Informare senza farsi prendere dal panico: infettivologi, virologi e altri epidemiologi, tornati alla ribalta dopo la comparsa dell'hantavirus, stanno facendo del loro meglio per comunicare, forti dell'esperienza acquisita con la traumatica pandemia di Covid-19.
Da quando è stato individuato un focolaio di hantavirus sulla nave da crociera «MV Hondius», che ha provocato tre morti e undici casi confermati fino ad oggi, medici e ricercatori si sono impegnati a parlare con i media.
Alcuni di loro, come Yazdan Yazdanpanah, Antoine Flahault e Xavier Lescure, hanno tenuto una presentazione collettiva in una conferenza stampa presso il Ministero della Salute francese, insieme al ministro Stéphanie Rist.
Hanno invitato scienziati, giornalisti e pubblico in generale a «guardarsi dalle idee preconcette», come ha detto l'epidemiologo Flahault.
«Ognuno di noi è stato molto esposto ai media durante la crisi del Covid, e tutti abbiamo imparato. Da un lato che non sapevamo tutto, dall'altro che le conoscenze erano in evoluzione e [...] che c'erano dibattiti molto vivaci tra gli scienziati su punti che a volte sorprendevano i nostri concittadini», ha detto il professore di salute pubblica all'Université Paris Cité.
I ricordi del Covid-19
È chiaro che l'hantavirus potrebbe far riaffiorare brutti ricordi, ma «è importante collegarlo a una narrazione che è migliorata con l'esperienza del Covid, ma anche con altre infezioni», ha detto dal canto suo Luc Ginot, medico di sanità pubblica, contattato dall'AFP.
«Abbiamo imparato dal Covid che i medici non possono diffondere qualsiasi informazione che offuscherebbe la coerenza della risposta sanitaria complessiva», ha detto l'ex direttore della sanità pubblica di un'agenzia sanitaria regionale (ARS).
«Dobbiamo evitare la corsa allo scoop mediatico. Ci sono protocolli molto rigidi implementati dall'ARS sotto l'autorità del Ministero. È importante che la gente non abbia l'impressione che lo Stato sia nel panico...».
Dall'era Covid, alcuni esperti, spesso direttori di reparti ospedalieri, come Karine Lacombe, Arnaud Fontanet e Gilles Pialoux, che sono stati recentemente interpellati dai media, hanno familiarità con la comunicazione durante le crisi sanitarie.
Sono intenzionati a spiegare ciò che si sa e ciò che ancora non si sa sull'attuale episodio di hantavirus delle Ande, ma anche a sottolineare le differenze tra questo raro, ma già noto virus di origine animale e il Covid-19, allora sconosciuto, e emerso dalla Cina sei anni fa.
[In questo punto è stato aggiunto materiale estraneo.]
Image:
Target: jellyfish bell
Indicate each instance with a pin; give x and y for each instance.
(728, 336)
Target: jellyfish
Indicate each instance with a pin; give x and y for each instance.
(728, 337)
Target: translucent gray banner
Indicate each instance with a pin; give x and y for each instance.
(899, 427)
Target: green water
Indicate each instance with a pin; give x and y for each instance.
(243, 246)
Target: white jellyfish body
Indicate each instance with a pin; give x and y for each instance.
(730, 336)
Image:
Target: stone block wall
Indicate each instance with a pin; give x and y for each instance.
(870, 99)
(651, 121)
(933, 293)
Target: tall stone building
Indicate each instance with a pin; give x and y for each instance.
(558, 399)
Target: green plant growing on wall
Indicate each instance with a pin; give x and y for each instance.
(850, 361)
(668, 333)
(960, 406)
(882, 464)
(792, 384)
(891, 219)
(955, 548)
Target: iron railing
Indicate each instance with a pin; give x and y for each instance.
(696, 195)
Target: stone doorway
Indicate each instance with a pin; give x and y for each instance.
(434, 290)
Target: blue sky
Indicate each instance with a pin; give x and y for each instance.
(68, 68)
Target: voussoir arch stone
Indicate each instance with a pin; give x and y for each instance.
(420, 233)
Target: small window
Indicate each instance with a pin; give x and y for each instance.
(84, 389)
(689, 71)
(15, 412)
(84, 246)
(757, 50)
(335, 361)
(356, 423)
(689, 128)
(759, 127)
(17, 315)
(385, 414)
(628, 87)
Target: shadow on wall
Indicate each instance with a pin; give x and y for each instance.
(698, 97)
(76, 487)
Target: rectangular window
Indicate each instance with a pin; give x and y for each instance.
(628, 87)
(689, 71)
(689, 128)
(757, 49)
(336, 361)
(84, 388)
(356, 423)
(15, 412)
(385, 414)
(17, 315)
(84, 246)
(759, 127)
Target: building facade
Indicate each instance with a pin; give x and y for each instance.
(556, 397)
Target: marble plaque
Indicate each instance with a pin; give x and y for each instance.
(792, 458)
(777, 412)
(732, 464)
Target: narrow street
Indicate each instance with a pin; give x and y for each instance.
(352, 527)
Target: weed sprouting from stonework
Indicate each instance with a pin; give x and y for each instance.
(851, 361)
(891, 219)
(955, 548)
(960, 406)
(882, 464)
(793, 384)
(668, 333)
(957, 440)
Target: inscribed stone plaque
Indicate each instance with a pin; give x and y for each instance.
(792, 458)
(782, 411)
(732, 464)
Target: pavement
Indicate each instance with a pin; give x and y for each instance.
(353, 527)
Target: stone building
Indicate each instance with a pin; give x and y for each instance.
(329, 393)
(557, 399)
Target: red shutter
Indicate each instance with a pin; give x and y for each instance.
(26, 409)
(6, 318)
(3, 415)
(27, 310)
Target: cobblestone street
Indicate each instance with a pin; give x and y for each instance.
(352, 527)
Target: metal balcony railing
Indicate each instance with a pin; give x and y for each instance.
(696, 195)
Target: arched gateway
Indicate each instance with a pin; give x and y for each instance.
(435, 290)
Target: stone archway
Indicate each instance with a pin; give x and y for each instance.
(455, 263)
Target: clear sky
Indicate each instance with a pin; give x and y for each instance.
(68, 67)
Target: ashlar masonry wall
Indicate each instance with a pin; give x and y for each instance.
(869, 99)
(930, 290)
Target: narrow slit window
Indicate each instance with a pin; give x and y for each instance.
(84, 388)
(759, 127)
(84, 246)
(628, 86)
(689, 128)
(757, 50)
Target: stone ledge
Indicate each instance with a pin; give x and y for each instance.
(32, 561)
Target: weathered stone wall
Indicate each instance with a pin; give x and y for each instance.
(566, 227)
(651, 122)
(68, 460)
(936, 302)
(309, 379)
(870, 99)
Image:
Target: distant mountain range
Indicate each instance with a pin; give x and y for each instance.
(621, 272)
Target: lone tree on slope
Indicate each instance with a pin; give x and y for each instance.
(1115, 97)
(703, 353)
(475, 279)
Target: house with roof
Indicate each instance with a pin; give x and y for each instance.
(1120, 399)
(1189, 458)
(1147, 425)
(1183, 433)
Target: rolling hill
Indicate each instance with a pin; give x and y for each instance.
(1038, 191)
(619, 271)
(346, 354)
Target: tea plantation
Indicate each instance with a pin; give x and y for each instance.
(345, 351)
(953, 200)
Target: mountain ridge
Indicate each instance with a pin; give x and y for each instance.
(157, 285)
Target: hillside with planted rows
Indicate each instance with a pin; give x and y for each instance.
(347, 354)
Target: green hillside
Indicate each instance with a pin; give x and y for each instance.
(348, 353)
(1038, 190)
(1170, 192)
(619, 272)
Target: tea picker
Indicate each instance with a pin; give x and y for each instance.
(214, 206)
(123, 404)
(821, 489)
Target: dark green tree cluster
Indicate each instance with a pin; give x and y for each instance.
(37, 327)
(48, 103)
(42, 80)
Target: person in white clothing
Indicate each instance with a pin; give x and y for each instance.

«Tutto e il suo contrario»
Anche gli operatori ospedalieri esperti di social network hanno cercato di spiegare e rassicurare.
Lunedì François-Xavier Moronval, medico d'urgenza a Épinal, ha postato un video educativo sul social network Instagram - seguito da 54'000 persone - invitando alla cautela di fronte a informazioni che erano «ovunque» e a una situazione «spaventosa, perché ricorda il Covid-19».
Nathan Peiffer-Smadja, infettivologo dell'ospedale Bichat AP-HP, ha spiegato su Bluesky che «sentiamo tutto e il suo contrario». «Anche se dobbiamo essere vigili, QUESTO NON È IL COVID», ha insistito questo medico e ricercatore.
«Gestire un'epidemia non significa rassicurare e minimizzare, soprattutto quando non sappiamo nulla. Non si tratta nemmeno di prevedere il prossimo Covid e di raccomandare sistematicamente misure massimaliste per tutte le minacce infettive. Sarebbe inutile e bloccherebbe la vigilanza. Si tratta di fornire informazioni trasparenti», ha affermato.
Tornano le teorie cospirative
Ma l'hantavirus sta anche resuscitando le teorie cospirative: utenti del web che hanno divulgato false informazioni sul Covid-19 evocano ancora una volta una «cospirazione del vaccino» o un'«arma di spopolamento di massa».
«Hantavirus: la bomba mediatica che sa di messa in scena»; «Stanno riproponendo lo scenario del COVID, amplificato fin dall'inizi», si legge su alcuni network.
Alexandra Henrion-Caude, esponente di spicco del movimento antivaccino e cospirazionista, ha paragonato la situazione a un «brutto film», mentre il professor Christian Perronne, screditato per la sua posizione durante il Covid-19, ha dichiarato a France Soir: «Tutto questo inizia, come per caso, in Argentina, proprio mentre l'Argentina segue gli Stati Uniti nell'uscita dall'OMS».